Department of Internal Medicine, Presence Saint Joseph Hospital, Chicago, IL, USA.
Hernia. 2018 Dec;22(6):1067-1075. doi: 10.1007/s10029-018-1821-1. Epub 2018 Sep 4.
There is no consensus agreement on the optimal management strategy for ventral hernia in women of childbearing age. The theoretical increased risk of ventral hernia recurrence can impact management strategies. We conducted a systematic review of the literature to report the ventral hernia recurrence rate in women of childbearing age who underwent hernia repair prior to their pregnancy and propose a management algorithm.
We systematically searched multiple databases including MEDLNE, PubMed, and the Cochrane Library sources from inception to August, 2017. Two reviewers independently identified 314 primary studies, assessed methodological quality, and extracted data. Quality of included studies was assessed by employing the Newcastle Ottawa quality assessment tool for cohort studies.

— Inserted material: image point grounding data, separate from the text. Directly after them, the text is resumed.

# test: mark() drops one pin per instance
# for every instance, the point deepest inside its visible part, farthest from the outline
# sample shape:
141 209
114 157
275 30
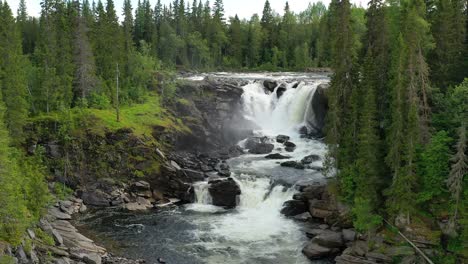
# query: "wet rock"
57 214
310 192
140 204
315 251
292 164
313 232
254 141
140 186
194 175
96 198
280 91
379 257
224 170
304 217
277 156
329 239
293 208
262 148
289 146
309 159
282 139
349 235
270 85
224 192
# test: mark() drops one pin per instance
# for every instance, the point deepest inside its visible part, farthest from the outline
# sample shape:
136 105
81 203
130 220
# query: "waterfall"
282 115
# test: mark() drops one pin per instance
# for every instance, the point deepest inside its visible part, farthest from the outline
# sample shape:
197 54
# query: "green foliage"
44 237
61 191
365 220
434 164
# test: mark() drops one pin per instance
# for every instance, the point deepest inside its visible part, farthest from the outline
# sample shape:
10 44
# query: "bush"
99 101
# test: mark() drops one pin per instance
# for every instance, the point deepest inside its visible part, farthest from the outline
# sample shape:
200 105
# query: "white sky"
243 8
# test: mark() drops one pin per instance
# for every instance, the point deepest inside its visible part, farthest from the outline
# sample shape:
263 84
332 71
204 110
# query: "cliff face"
212 110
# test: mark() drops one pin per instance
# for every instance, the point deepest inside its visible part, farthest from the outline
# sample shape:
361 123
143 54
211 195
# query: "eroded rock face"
316 122
213 114
224 192
262 148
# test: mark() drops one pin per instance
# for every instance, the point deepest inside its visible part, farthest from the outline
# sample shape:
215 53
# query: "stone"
399 251
309 159
270 85
57 237
194 175
304 217
293 208
314 251
282 139
96 198
55 212
224 192
329 239
324 226
262 148
292 164
349 235
83 208
289 146
280 91
140 186
62 261
313 232
379 257
360 248
175 165
277 156
21 255
31 233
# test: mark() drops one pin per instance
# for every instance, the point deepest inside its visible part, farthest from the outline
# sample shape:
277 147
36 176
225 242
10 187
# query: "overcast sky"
243 8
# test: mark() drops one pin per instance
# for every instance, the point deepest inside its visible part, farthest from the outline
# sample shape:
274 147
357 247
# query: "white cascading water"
256 229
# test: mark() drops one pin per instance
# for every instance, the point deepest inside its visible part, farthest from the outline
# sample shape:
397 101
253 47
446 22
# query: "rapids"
253 232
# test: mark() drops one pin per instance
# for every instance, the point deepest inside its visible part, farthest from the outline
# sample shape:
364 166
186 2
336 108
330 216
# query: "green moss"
6 260
44 237
61 191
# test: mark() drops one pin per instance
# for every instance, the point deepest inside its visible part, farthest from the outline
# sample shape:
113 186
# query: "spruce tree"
13 76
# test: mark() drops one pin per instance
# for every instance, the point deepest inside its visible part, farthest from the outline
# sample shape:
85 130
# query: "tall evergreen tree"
13 82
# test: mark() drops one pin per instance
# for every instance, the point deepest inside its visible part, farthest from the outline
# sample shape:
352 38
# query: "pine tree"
13 82
85 80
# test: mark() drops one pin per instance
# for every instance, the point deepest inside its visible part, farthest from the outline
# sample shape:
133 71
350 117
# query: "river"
253 232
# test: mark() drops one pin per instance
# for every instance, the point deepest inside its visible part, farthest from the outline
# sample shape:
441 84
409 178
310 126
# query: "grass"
140 118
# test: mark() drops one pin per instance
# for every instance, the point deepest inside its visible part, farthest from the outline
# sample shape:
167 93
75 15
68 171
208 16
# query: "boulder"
224 192
349 235
96 198
270 85
292 164
277 156
310 192
329 239
254 141
289 146
194 175
57 214
314 251
309 159
294 207
262 148
224 170
280 91
282 139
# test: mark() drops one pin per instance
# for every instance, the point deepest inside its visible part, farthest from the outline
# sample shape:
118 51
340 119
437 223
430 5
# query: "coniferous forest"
396 127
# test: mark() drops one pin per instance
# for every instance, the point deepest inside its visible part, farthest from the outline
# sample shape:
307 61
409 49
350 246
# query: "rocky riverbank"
55 240
332 235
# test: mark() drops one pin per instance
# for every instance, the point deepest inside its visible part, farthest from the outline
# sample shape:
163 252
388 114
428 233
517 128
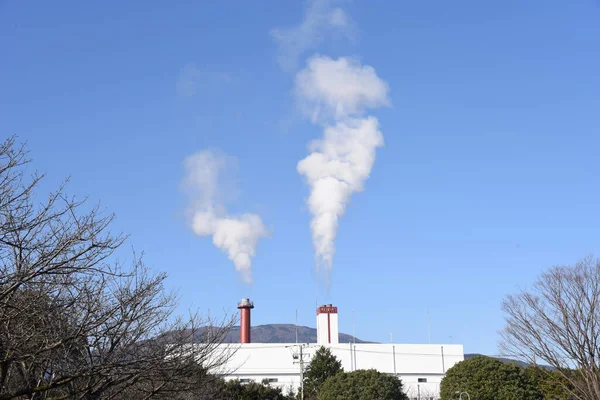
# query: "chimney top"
245 303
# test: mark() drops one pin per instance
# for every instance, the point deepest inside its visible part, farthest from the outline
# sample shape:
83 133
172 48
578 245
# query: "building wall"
410 362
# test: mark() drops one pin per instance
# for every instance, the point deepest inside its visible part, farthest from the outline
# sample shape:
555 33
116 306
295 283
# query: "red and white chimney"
245 305
327 325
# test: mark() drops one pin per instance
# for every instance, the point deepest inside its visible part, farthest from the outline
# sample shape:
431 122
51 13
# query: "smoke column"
235 235
335 93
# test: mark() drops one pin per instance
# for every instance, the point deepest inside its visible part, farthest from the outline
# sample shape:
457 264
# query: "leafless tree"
74 322
558 322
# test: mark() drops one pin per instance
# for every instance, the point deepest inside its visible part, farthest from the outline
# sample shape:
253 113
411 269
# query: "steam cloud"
338 91
321 19
235 235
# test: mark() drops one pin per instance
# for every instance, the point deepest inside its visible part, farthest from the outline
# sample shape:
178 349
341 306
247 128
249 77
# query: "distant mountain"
271 333
282 333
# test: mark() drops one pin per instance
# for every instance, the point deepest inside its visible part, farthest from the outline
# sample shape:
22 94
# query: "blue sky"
489 172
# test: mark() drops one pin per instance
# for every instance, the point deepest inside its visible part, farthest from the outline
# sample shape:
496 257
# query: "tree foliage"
322 366
74 322
558 322
551 383
235 390
362 385
486 378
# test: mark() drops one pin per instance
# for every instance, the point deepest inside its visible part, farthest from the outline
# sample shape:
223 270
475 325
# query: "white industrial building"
421 367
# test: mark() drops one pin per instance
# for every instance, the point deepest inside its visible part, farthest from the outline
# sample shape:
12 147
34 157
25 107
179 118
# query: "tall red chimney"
245 305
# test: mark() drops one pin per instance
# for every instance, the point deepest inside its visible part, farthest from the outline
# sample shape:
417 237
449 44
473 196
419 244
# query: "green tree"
486 378
552 384
322 366
363 384
235 390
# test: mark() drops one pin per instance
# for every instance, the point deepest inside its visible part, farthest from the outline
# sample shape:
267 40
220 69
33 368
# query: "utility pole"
299 357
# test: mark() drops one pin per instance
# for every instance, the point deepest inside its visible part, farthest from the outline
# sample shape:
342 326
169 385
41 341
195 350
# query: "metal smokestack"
245 305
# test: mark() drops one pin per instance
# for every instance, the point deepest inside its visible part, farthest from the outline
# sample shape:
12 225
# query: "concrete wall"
410 362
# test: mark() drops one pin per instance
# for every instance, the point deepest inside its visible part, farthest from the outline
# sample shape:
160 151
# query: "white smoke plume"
338 164
235 235
321 19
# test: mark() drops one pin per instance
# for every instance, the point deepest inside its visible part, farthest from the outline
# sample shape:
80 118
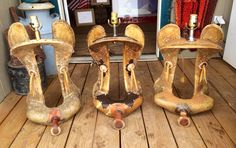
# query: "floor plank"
149 126
210 129
82 130
133 135
33 130
226 71
185 137
78 76
106 136
223 87
159 133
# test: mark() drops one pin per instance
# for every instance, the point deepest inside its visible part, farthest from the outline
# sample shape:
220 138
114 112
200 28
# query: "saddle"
98 48
23 48
170 44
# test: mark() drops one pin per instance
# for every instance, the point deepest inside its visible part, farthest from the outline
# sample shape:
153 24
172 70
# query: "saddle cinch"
22 48
132 49
170 44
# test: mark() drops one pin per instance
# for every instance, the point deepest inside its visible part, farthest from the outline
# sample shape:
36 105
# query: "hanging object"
170 42
22 48
203 8
98 48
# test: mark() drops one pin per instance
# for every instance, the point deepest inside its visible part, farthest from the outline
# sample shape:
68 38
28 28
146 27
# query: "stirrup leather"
170 43
22 48
98 48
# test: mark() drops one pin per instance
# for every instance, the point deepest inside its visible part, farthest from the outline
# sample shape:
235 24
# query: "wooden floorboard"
209 128
134 128
158 131
149 126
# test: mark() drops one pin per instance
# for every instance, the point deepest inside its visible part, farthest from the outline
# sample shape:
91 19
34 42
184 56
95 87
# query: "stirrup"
170 42
22 48
133 46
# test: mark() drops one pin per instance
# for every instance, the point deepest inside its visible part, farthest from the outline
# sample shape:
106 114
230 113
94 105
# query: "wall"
5 21
223 8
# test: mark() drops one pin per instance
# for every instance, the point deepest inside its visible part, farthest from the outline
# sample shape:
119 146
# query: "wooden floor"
149 126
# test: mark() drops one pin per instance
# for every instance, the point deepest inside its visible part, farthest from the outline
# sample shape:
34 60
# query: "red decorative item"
203 8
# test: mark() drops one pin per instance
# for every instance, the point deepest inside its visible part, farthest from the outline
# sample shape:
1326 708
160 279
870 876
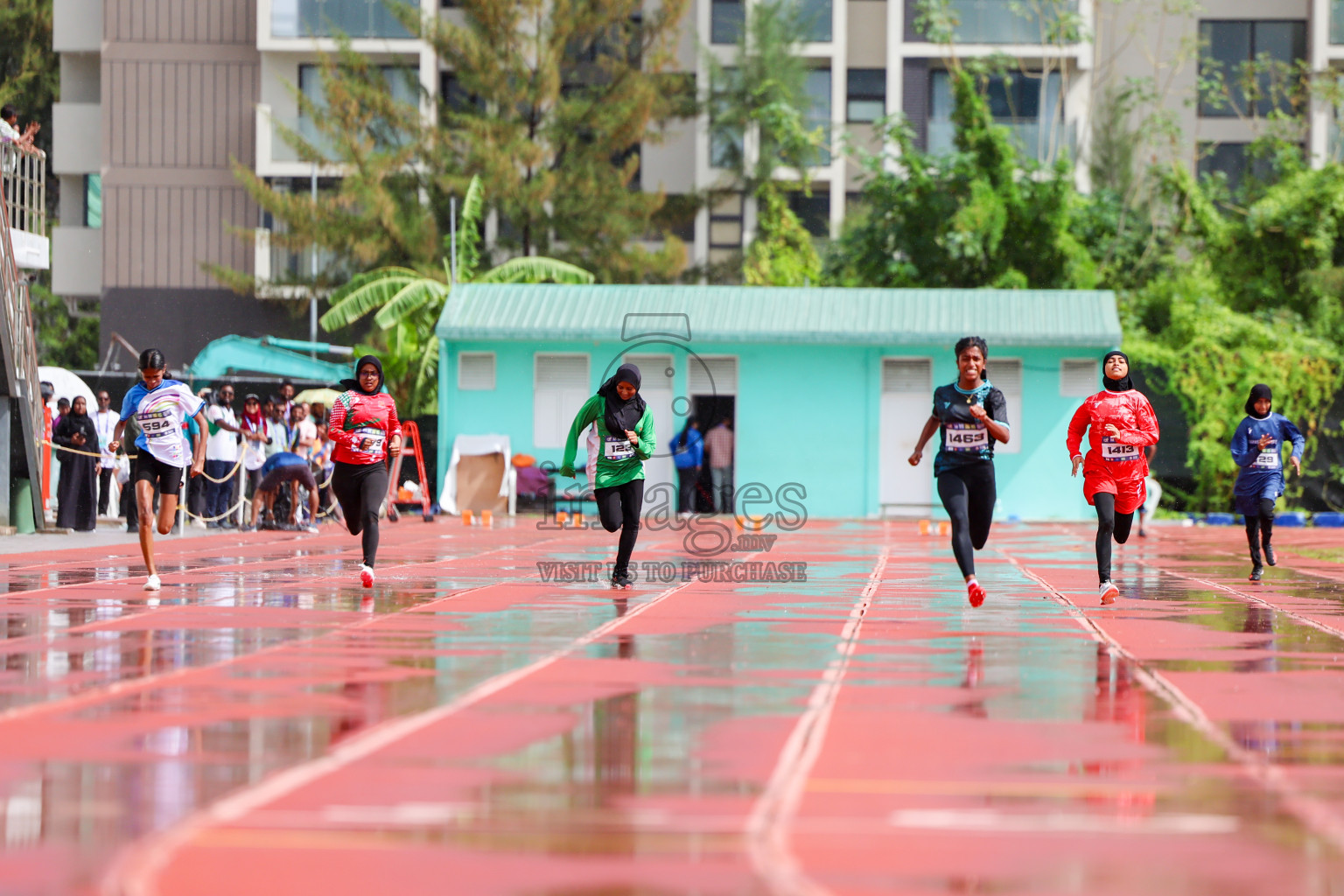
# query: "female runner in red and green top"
972 416
1123 424
363 426
626 439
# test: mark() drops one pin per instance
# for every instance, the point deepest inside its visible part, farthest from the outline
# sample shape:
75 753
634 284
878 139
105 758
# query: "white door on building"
656 388
906 399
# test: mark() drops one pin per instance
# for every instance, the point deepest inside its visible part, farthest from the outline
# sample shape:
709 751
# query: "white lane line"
1264 602
1058 822
772 817
1313 813
135 873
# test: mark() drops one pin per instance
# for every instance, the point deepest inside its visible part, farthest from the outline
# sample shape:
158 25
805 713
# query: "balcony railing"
1043 141
998 22
328 18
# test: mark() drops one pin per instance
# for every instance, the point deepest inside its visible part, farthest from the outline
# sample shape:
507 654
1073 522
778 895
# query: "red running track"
472 727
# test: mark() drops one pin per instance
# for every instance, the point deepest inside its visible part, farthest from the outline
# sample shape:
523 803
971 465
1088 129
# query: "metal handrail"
24 185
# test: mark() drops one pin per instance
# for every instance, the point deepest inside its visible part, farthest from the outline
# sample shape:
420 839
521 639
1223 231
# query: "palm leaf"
409 298
365 293
536 269
469 231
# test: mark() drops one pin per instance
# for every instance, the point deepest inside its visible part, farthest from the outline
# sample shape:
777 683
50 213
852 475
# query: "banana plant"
409 304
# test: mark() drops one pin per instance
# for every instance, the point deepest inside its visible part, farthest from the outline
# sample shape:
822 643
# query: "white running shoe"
1109 592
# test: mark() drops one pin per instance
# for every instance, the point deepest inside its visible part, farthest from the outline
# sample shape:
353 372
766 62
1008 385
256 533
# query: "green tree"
63 340
30 70
550 103
409 303
978 216
757 127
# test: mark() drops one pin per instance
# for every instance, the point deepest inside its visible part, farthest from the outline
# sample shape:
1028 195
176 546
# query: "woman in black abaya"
77 494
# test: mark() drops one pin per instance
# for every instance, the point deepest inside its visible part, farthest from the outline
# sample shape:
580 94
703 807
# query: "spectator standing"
256 438
78 492
303 431
104 422
277 427
220 457
689 457
718 444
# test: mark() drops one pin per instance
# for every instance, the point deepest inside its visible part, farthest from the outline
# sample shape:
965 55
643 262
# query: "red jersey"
360 426
1116 457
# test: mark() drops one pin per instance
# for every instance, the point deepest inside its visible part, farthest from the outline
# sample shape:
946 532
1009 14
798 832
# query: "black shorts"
150 469
292 473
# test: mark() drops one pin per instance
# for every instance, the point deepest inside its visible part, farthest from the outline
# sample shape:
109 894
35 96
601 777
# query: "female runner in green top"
626 439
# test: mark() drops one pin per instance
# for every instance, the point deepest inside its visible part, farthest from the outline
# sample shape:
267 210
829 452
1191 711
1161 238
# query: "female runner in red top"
1123 424
363 426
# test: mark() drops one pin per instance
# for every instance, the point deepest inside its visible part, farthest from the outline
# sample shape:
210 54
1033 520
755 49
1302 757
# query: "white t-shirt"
304 431
222 444
105 422
255 453
159 414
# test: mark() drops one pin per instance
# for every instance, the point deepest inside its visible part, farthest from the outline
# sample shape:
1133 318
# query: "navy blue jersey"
964 439
1261 473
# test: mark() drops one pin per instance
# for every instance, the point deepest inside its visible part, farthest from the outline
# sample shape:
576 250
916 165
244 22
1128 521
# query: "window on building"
819 113
726 20
456 97
93 200
1028 105
1005 374
865 94
814 211
1078 378
1228 49
1236 163
559 388
476 371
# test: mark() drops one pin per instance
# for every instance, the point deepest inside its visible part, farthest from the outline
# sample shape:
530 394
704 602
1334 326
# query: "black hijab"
354 384
1260 391
72 424
1116 386
621 416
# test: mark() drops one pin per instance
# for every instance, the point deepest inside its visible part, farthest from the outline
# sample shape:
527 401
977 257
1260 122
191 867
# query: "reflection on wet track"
468 725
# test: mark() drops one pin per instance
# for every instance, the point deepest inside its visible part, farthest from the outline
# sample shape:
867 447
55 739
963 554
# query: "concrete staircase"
22 416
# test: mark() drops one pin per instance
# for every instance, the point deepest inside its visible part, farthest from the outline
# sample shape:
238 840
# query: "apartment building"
160 95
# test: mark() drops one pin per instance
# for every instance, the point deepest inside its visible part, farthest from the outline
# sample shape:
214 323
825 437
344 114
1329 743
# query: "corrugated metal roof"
780 315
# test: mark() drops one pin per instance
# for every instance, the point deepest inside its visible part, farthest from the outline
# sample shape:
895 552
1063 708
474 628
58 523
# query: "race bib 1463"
965 437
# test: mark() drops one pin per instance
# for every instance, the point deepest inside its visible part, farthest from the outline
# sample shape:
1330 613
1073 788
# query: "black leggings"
620 507
360 489
968 494
1109 524
1264 524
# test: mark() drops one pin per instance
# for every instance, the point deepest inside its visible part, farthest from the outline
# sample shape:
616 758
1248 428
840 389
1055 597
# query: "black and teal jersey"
964 439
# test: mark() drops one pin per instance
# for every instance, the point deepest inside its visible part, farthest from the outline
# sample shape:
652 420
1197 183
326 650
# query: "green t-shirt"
617 461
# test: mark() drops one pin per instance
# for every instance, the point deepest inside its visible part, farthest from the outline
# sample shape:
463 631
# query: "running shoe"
1109 592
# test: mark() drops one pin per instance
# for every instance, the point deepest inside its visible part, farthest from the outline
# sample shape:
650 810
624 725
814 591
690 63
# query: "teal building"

A separate tool was utilized for assessing the methodological quality of case series. A meta-analysis of proportions was conducted of studies reporting incidence of recurrence using STATA, employing a random effects model, to calculate a pooled weighted incidence rate (with 95% confidence interval). Descriptive statistics were employed to report the findings of studies which did not report any ventral hernia recurrence.
Five retrospective studies were included in our review, enrolling a total of 14,638 female participants. Upon stratifying patients according to pregnancy status after primary hernia repair, 13,494 were found to be in the non-pregnant cohort whereas 1,144 were included in the pregnant cohort. Overall, 9% (95% CI 8-9%) of the non-pregnant patients experienced a recurrence whereas 12% (95% CI 10-15%) of patients that became pregnant subsequent to a ventral hernia repair experienced a recurrence. No major adverse events were recorded throughout the course of pregnancy.
Ventral hernias in women of childbearing age have a pooled recurrence rate of 12%. Pregnancy may be considered a risk factor for ventral hernia recurrence. Female patients of childbearing age with asymptomatic or minimally symptomatic ventral hernias that do not pose a significant strain on the patients' quality of life could be provided with the option of watchful waiting, with appropriate education of risks while discussing management.
对于育龄期女性腹疝的最佳管理策略尚无共识。理论上腹疝复发风险的增加会影响管理策略。我们对文献进行了系统回顾,以报告在怀孕前接受疝修补术的育龄期女性腹疝复发率,并提出一种管理算法。
我们系统检索了多个数据库,包括自数据库建立至2017年8月的MEDLNE、PubMed和Cochrane图书馆资源。两名评审员独立识别出314项初步研究,评估方法学质量并提取数据。采用纽卡斯尔渥太华队列研究质量评估工具评估纳入研究的质量。使用单独的工具评估病例系列的方法学质量。使用STATA对报告复发率的研究进行比例的荟萃分析,采用随机效应模型计算合并加权发病率(95%置信区间)。采用描述性统计报告未报告任何腹疝复发的研究结果。
我们的综述纳入了五项回顾性研究,共纳入14638名女性参与者。根据初次疝修补术后的妊娠状态对患者进行分层,发现13494名患者在非妊娠队列中,而1144名患者纳入妊娠队列。总体而言,9%(95%置信区间8 - 9%)的非妊娠患者复发,而腹疝修补术后怀孕的患者中有12%(95%置信区间10 - 15%)复发。整个孕期未记录到重大不良事件。
育龄期女性腹疝的合并复发率为12%。妊娠可被视为腹疝复发的一个危险因素。对于无症状或症状轻微、对患者生活质量无重大影响的育龄期女性腹疝患者,可提供观察等待的选择,并在讨论管理时对风险进行适当教育。